A federal judge on Thursday dismissed all charges against two brothers accused of bringing 44 laborers from Thailand and forcing them to work on a Hawaii farm.
Federal prosecutors asked U.S. Chief District Judge Susan Oki Mollway to drop all 12 counts against Alec and Mike Sou of Aloun Farms, and the judge granted their request, said Clare Hanusz, an attorney representing many of the Thai laborers.
The brothers were facing up to 20 years in prison without parole if they had been found guilty of the most serious charges. They went on trial after backing out of a plea deal last September that would have given them a five-year maximum sentence.
Prosecutors cited new evidence that surfaced this week in asking Mollway to drop the charges.
Mollway ruled on Tuesday that prosecutors couldn't claim that it was illegal to charge laborers recruiting fees in 2004 when the Sous brought workers to Hawaii. The law was changed in 2009 to prohibit recruiting fees.
Prosecutors had argued the poor laborers were manipulated and deceived. They said the brothers economically trapped the laborers from Thailand into working on the Hawaii farm for little pay while living in metal containers without plumbing.
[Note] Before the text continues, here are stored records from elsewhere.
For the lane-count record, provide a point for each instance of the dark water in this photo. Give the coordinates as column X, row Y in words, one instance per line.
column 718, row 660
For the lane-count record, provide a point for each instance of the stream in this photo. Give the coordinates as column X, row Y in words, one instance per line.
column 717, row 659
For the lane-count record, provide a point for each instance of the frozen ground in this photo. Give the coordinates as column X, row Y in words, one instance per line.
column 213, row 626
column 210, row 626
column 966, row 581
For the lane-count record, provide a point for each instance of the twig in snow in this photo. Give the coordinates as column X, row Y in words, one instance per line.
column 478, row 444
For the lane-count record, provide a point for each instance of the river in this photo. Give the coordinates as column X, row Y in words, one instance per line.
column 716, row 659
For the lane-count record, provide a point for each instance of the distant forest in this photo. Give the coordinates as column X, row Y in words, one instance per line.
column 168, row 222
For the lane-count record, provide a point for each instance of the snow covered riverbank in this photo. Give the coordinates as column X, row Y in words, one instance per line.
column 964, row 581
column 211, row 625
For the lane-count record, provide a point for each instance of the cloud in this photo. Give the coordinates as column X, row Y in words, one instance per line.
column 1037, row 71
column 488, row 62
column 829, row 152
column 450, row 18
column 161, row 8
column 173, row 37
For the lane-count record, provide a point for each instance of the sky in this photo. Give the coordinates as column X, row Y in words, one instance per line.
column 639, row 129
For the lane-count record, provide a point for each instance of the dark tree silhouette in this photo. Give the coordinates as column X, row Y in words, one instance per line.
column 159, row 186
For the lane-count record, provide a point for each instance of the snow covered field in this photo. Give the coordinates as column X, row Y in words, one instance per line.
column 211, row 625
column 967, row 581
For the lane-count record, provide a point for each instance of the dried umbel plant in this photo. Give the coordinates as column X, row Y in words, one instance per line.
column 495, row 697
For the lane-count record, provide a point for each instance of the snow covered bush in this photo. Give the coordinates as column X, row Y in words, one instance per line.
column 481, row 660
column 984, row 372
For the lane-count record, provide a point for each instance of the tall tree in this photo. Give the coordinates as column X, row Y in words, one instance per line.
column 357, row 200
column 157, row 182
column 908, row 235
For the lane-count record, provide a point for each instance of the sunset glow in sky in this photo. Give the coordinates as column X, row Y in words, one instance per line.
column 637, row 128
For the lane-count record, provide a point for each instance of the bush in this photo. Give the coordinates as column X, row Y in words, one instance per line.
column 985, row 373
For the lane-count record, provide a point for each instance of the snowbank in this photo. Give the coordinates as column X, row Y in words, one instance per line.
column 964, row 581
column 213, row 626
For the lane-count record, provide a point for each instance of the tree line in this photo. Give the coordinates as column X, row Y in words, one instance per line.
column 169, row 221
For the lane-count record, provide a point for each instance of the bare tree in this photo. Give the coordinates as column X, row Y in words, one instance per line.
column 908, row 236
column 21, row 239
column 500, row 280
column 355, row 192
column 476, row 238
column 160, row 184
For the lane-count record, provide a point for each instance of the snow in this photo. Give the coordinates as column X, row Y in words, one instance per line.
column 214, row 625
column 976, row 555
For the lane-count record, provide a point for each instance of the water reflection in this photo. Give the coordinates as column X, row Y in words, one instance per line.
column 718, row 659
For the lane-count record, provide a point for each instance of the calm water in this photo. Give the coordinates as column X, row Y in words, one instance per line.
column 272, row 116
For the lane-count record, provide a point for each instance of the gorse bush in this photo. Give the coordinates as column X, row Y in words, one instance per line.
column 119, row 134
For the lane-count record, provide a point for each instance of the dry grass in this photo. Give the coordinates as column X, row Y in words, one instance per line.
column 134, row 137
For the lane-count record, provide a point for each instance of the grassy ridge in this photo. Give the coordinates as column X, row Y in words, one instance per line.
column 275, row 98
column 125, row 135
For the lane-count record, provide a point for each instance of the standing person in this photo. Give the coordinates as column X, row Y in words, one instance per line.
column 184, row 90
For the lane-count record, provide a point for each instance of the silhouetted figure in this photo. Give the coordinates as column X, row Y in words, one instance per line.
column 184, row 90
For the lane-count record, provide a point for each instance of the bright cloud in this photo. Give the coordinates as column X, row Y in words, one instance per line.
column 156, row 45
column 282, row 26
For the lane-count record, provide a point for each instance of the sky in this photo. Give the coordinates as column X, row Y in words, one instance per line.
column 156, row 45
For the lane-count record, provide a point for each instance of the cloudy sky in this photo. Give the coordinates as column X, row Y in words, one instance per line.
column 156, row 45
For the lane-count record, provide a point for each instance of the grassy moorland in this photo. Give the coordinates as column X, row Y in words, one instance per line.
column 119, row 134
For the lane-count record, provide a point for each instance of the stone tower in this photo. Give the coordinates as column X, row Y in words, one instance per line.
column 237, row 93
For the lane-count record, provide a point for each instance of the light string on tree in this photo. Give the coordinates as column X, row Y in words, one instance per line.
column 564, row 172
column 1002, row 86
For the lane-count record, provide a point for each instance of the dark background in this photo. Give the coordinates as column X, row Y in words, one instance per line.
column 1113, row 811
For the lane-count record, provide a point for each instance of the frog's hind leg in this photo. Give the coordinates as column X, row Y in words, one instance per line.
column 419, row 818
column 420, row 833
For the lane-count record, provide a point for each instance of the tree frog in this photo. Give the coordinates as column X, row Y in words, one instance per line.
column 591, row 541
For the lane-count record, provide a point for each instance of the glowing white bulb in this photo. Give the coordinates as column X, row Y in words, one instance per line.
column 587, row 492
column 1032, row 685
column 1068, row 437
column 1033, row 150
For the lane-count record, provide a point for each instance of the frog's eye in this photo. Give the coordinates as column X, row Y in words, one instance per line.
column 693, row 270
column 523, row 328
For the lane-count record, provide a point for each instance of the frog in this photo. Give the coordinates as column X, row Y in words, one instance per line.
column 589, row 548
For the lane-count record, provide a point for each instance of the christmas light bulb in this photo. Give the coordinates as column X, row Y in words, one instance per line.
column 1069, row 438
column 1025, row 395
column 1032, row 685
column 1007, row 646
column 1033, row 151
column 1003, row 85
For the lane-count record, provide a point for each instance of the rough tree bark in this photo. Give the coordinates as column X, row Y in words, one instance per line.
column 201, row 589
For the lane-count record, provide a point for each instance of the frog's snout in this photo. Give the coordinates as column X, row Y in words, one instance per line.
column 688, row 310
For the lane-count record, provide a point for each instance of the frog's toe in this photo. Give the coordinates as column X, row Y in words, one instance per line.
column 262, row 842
Federal prosecutors claim the Sou brothers gamed the United States' guest-worker visa system to keep the rural north Thailand laborers on the 3,000-acre Oahu farm, which grows a variety of foods including lettuce, apples, bananas, parsley, watermelon and pumpkin year-round in Hawaii's mild climate.
If the workers complained, they were threatened with deportation. Many mortgaged their homes and properties to pay the recruiting fees, and feared they would lose them, prosecutors said.
But Thomas Bienert, an attorney representing Alec Sou, argued the government ruined the business arrangement when it failed to renew the workers' guest worker visas.
Without valid visas to work in the United States, Bienert said the workers couldn't earn enough money to repay the debts they incurred to travel to Hawaii, but that wasn't the Sous' fault.